The South Dakota governor said that former Republican Wisconsin Rep. Sean Duffy and commentator Rachel Campos Duffy were present with their baby daughter Valentina, who has Down Syndrome. Her friends Aaron and Tami Fite and their four children were also present, she said, including their son Cody Fite who also has Down Syndrome. 

“Let’s make South Dakota a symbol of hope, justice, and love for children like Cody and Valentina,” Noem said. “With the help of several pro-life groups across the state, my team will present legislation for your consideration and swift passage.”

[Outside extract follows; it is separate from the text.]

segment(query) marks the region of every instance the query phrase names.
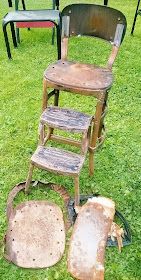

Noem also said that care for children should not end outside the womb, calling on South Dakotans to foster children in need.

“Protecting children begins in the womb, but children of all ages need a loving family to care for and support them throughout their lives,” she said. “In my first state of the state, I stood at this podium and asked people to open their hearts and homes to foster children. I asked you to consider giving a child a forever home.”

South Dakota has licensed 238 new foster homes in fiscal year 2020, the highest number in five years, Noem said.

“Oftentimes, these kids just need a bridge,” Noem said. “They just need someone to believe in them. It’s important to note there are a lot of people inside and outside government providing that bridge.”